Думы, крутившиеся у нее в голове и готовые в любую минуту ее прикончить, я видела насквозь. Люси с головой выдавал взгляд, когда она смотрела на океан. Вселенная обошлась с ней очень нечестно, и это ее бесило. Она жаждала восстановить справедливость и считала себя вправе это сделать. Справедливость в ее глазах приняла облик ребенка. Она улыбалась про себя и кивала.
О том, что такое безумные помыслы, я узнала на острове. Вы даже представить не можете, что такое лицезреть невдалеке землю, видеть проплывающие мимо смэки для ловли омаров, яхты и мотоботы, но при этом понимать, что они слишком далеко, чтобы тебя услышать или хорошенько разглядеть, что делается на острове, даже если ты начнешь неистово прыгать, подавая им сигналы, или упадешь на колени, доведенная до крайнего отчаяния.
В результате человек приходит к мысли, что хуже этого уже быть не может, что лучше уж утонуть, унесенной течением или насмерть замерзнуть в холодной воде. Подобно Биллу и Люси, внутри моего естества тоже скрывались две ипостаси, одна сумасшедшая, тяготеющая к злу и готовая ради него совершать самые безумные поступки, а другая прекрасно понимающая, что это меня убьет в самом прямом смысле этого слова. Здравая часть моей души была сильнее исступленной. Будь иначе, я бы давно погибла, пытаясь оттуда сбежать.
На острове меня посещали и другие сумасбродные мысли. О том, что я вполне заслужила все, что со мной произошло. Что я неблагодарная шмакодявка, вполне достойная того отвращения, которое можно было прочесть на лице Билла, когда он в тот день стоял на причале. Они незаметно закрадывались в голову вместе с образом Рика, и тогда я начинала составлять план нового побега. И подобно тому, как сумасшедшая ипостась, желавшая бросить вызов ледяной воде, противостояла здравой, выступавшей за то, чтобы оставаться на суше, часть моего «я», из-за которой я считала себя несчастной и чувствовала, что заслужила такую судьбу, вела неустанную борьбу с той, что настаивала на мести.

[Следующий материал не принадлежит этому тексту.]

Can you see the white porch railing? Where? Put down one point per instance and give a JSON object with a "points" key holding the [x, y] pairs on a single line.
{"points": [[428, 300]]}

Когда я вернулась домой, эти мысли опять стали меня осаждать, перемешиваясь с детскими воспоминаниями о моей полной никчемности. Оказалось, что они каким-то образом между собой связаны, хотя как именно – я сказать не могу. Причина этого, должно быть, заключалась в том, что они стали мне привычными, будто старые друзья или знакомые, с которыми мы давно не встречались, но стоило их увидеть, они тут же всплыли в памяти и даже стали желанными гостями, невзирая на свой скверный характер.
Они были ужасно тягостными. Не знаю почему, но из-за этих мыслей я понимала, как мне не хватает Эммы. Иной раз, слушая лившиеся из моих уст истории, я осознавала, что сестра далеко не всегда была ко мне добра. Но когда тебе кто-то дорог и ты, в свою очередь, кому-то тоже, происходит что-то непонятное, тебе становится лучше и ощущение собственной бесполезности исчезает.
В те дни, вернувшись домой, я могла закрыть глаза и почувствовать, как Эмма прижимается ко мне в ночи. Почувствовать у меня на руках очаровательного маленького ребенка. Я гладила ее по головке, поросшей шелковистыми волосами, точно так же как гладила меня когда-то Эмма, когда мама спала. Мне это было жизненно необходимо. Ощущение было такое, что без этого я просто умру, будто без еды или воды. Без этого я утонула бы в скверных мыслях, не в состоянии из них когда-либо выбраться.
Вторым сюрпризом в то утро оказалась горка новой одежды, которую я обнаружила с той стороны двери, когда окончательно проснулась. Очень красивой и в точности моего размера. Легкие брюки цвета хаки по щиколотку и рубашка, у которой можно было закатывать рукава, закрепляя их хлястиком на пуговице. Плюс к этому милое нижнее белье из «Викториа’з Сикрет» и шлепки.
Я отнесла все это в комнату для гостей и положила на кровать. В голове тут же вспыхнул вопрос, и в то же мгновение мне стало ясно, что сон сделал свое дело и мысли опять прояснились. Стали яснее ясного.